I’m a fellow as part of the Adaptation series. I’m looking at the way the post-war films of Alain Resnais, especially “Last Year at Marienbad,” which is often seen as his non-political film or his turn away from history, in contrast to other live action films that he made that deal with Hiroshima and the concentration camps. Resnais was actually a complete comic nut; he has the largest collection of comics in France and became the vice president and co-founder of the International Society for Comic Books in the 1960s. He was very interested as a filmmaker in thinking about what it would mean to make a film that had the same kind of discrete blocks that comic strips have, with a lot of voiceover. - Are there any additional avenues of research you might want to tackle in the future?

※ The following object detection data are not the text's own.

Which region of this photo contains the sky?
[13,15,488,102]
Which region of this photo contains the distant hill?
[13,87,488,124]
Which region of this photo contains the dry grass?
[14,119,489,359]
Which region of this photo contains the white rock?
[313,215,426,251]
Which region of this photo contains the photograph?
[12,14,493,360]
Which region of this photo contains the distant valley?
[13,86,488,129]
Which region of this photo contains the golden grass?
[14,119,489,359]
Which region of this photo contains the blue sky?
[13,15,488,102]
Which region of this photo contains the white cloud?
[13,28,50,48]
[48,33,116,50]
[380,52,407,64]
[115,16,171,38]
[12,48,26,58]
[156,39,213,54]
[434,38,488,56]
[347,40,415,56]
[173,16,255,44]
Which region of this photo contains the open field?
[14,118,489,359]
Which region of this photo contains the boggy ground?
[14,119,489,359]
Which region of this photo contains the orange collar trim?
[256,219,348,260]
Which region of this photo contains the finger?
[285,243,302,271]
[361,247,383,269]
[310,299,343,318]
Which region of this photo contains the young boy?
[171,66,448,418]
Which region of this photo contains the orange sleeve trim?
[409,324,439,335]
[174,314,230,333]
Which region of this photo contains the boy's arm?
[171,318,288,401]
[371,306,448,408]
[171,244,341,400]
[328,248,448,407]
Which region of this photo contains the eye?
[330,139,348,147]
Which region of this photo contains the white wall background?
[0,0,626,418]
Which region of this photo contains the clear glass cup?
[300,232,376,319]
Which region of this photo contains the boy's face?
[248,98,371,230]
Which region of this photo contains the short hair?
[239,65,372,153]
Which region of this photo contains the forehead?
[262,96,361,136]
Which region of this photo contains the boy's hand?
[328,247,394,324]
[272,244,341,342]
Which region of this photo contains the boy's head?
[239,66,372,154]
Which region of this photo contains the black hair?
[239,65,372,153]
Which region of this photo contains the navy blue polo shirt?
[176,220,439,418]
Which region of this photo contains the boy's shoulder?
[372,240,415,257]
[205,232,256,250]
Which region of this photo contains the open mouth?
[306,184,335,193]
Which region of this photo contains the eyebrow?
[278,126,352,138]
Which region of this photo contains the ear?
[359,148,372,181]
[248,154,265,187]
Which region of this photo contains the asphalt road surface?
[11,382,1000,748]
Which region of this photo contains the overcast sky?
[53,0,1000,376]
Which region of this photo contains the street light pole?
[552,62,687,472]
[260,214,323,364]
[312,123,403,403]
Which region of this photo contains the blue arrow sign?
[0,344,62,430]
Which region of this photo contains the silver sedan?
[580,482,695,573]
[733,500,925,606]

I’ve been reading all the film journals in France from the 1950s and ‘60s really carefully and comparing them with the way that those essays have been anthologized in translations. The editors in the United States and Britain have really emphasized a kind of live action version of those conversations, when in fact the French filmmaking involved in the French new wave and the critics participating in those conversations were totally fascinated by Czech animation, Soviet animation and Polish animation. I found a little footnote in one of these articles about Marie-Therese Poncet. I’d never heard of her. So I went and looked her up, and it turns out she wrote the first dissertation ever on animation in 1952. She compares animation with cave paintings and the Bayeux Tapestry and all these medieval images. This is all in the early ‘50s—there’s no scholarship on this at all. I found a copy of her book from a secondhand bookseller in France. Not all the pages are even cut, it’s so old. So there’s a group of us now internationally who really feel like the standard narratives we have of film history are incomplete. I think it’s clear that animation is much more important than it’s sometimes given credit for.
Karen Beckman is the Elliot and Roslyn Jaffe Endowed Professor of Film Studies and Interim Chair of the Department of the History of Art.